Nathan Cullen, the federal NDP house leader, has ruled out a run for the leadership of the B.C. New Democrats, ending weeks of consideration of a switch from federal to provincial politics.
The MP for Skeena-Bulkley Valley said conversations with B.C. supporters convinced him he had a “very good shot” at winning the leadership of the provincial party, which is facing years of reconstruction after its unexpected defeat in the May provincial election.
Adrian Dix, who led the NDP in the election campaign, said in September he would step down once the party picks a successor - an announcement that kicked off manoeuvring by various possible successors, including Mr. Cullen.
However, he said in an interview on Friday that he concluded he should stay focused on Ottawa to complete the work launched by former leader Jack Layton and continued by Thomas Mulcair to elect Canada’s first federal NDP government.
“At the end, I couldn’t bring my heart to believe my work was done federally, that I had finished what I had started,” Mr.

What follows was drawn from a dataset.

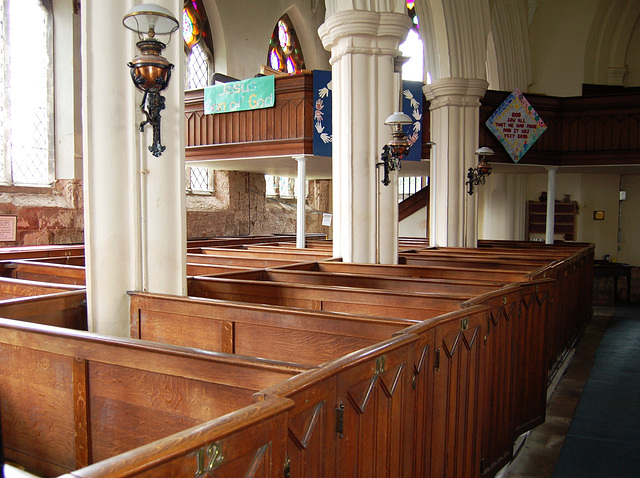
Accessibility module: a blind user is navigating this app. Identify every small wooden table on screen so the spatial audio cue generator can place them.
[593,261,631,304]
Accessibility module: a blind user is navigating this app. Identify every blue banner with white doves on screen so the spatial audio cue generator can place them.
[313,70,423,161]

Cullen, who was first elected in 2004, said.
“The timing was certainly challenging because we’re facing a federal election in the next 18 months and I want to defeat this government and help form a new one.”
Mr. Cullen’s decision not to run may have some impact on the timing of the B.C. leadership race.
Mr. Cullen had been forcefully making the case for the provincial party to not rush into a leadership convention, arguing proposals for an early 2014 race would be too soon and deter either him or other promising candidates from running.
Now, his exit may ease pressure on the party, which is to decide on the issue next weekend at a provincial council meeting timed around a biennial policy convention.
Still, the 41-year-old Mr. Cullen, who raised his profile with a third-place ranking in the race for the leadership of the federal NDP that elected Mr. Mulcair, said the party would be wise to consider holding off on the leadership vote even though he won’t be in the race.
The delay, he said, may work for other candidates. “I really believe that argument was better for the party regardless of my entrance in the race, and I wouldn’t have argued it if it was only for my purposes,” he said.
Mr. Cullen said some New Democrats had offered to advocate for holding off on the date of the leadership convention to facilitate his entry into the race. “I’d say, `get a longer date if you think it’s right.’”
He said, going ahead, that he isn’t ready to endorse any possible successor for Mr. Dix, but he wouldn’t rule out encouraging prospective candidates to run.
Although several NDP MLAs have expressed an interest in the leadership, none have officially entered the race.